Similarly, the film rounds up all kinds of beloved figures from the period and, indeed, from much earlier — Eve Arden, Frankie Avalon, even Joan Blondell — and then does nothing with them. Stigwood and Carr's approach to film-making is that of a trainspotter: They've checked Sid Caesar off the list, so why worry that the guy has no funny lines? Again, this kind of works. Joan Blondell is just right as the waitress, Eve Arden as the principal, and they get by on likeability. Even unfunny Sid does and, if Carr can do that to as famously unlikeable a guy as Caesar, he must have something going for him.
Of course, the picture does have the undoubted chemistry of its two star performers, John Travolta and his dancing bottom. Travolta's butt needs no big numbers: even walking through the cafeteria, it wiggles across the screen far more fetchingly than those of the girls of Rydell High. It's just a shame that this love affair between young John and his posterior has to be conducted in the superfluous presence of gooseberry Olivia Newton-John. When the "National Bandstand" television show comes to Rydell, Olivia says, "I hope I don't get camera fright." Bit late to worry about that.

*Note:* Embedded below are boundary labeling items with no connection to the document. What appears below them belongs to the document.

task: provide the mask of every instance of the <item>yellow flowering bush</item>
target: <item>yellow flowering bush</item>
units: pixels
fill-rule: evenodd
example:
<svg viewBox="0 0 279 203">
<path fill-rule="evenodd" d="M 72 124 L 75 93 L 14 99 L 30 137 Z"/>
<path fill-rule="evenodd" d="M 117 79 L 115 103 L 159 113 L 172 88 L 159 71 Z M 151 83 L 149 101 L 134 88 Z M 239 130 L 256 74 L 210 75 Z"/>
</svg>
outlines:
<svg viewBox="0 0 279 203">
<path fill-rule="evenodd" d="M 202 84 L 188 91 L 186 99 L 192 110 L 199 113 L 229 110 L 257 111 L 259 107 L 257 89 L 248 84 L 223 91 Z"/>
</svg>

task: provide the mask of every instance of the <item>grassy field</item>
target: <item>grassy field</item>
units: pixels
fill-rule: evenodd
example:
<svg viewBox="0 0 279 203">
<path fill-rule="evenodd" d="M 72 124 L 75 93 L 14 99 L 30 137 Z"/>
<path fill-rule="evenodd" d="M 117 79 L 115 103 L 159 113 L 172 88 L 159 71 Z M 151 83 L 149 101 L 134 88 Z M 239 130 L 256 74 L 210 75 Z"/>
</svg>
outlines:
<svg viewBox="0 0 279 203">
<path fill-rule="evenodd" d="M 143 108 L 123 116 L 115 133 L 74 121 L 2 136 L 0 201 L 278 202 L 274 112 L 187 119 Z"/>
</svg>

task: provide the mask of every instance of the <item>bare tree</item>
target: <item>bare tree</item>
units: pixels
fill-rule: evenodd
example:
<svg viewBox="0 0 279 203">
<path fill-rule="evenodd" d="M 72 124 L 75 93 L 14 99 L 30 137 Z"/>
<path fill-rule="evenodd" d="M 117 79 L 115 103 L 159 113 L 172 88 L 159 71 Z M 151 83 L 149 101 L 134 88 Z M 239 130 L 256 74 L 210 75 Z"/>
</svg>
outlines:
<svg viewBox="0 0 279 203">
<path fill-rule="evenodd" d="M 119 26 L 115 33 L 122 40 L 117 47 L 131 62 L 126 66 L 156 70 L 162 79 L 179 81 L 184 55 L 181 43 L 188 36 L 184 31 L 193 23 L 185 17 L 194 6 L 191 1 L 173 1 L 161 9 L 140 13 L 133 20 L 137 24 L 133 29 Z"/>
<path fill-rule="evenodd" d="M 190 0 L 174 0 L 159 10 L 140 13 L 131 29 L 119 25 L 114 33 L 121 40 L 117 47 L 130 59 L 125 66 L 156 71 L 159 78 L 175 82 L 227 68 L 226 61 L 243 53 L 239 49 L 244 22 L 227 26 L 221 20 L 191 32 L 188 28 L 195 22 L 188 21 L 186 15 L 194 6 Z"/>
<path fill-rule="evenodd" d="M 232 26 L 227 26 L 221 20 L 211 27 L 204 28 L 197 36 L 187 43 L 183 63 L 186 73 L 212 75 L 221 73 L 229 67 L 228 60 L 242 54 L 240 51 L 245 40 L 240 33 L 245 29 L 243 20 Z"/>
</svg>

Four decades on, at a time when it would come as no surprise to see Justin Beiber playing a US Treasury Secretary with Miley Cyrus as a feisty head of the Joint Chiefs of Staff, the most striking thing about Grease is how old everyone looks. No wonder they had to get Eve Arden and Sid Caesar to play the Rydell High faculty: the schoolkids all look about 35. If you were a high schooler yourself the first time you saw it and thought, "Wow! I wish I looked liked those guys", don't worry: chances are by now you do. Stockard Channing as the tough gal Rizzo is the nearest thing to a great performance, but Jeff Conaway, as the head of the T-Birds, has a plausibly small-town cool. The only exception to the general thirtysomething casting is a woman in late-middle age who cuts in on the dancing Travolta at the hop. "Ah-ha!" you say. "Here's his mother, come to take him home." But no; apparently, this is the local nympho from St Bernadette's.
The romance operates on a karaoke level: You're aware that there's really no "Danny" or "Sandy", but it's fun to watch John Travolta and Olivia Newton-John pretending to be them. Travolta looks incredibly camp during basketball practice and pulls off a superbly metrosexual vowel sound at the end of his duet with Livvy — "But eaueaeau those Summer Nights." Eaueaau indeed. But Livvy's leather turn in "You're The One That I Want" remains one of the great musical moments from post-Golden Age Hollywood. Grease will always be watchable: It's less a musical about high school than the acme of high-school musicals - like going to see a bunch of familiar faces goof around and sing and pledge undying love for a couple of hours. That's the groove it's got going for it, and probably always will have. It is a very particular skill to be able to see the potential in an unpromising piece of source material - in this case, a mediocre stage musical - and to transform it into a worldwide transgenerational hit. Robert Stigwood had that skill, and for a few amazing years lightning struck. Rest in peace.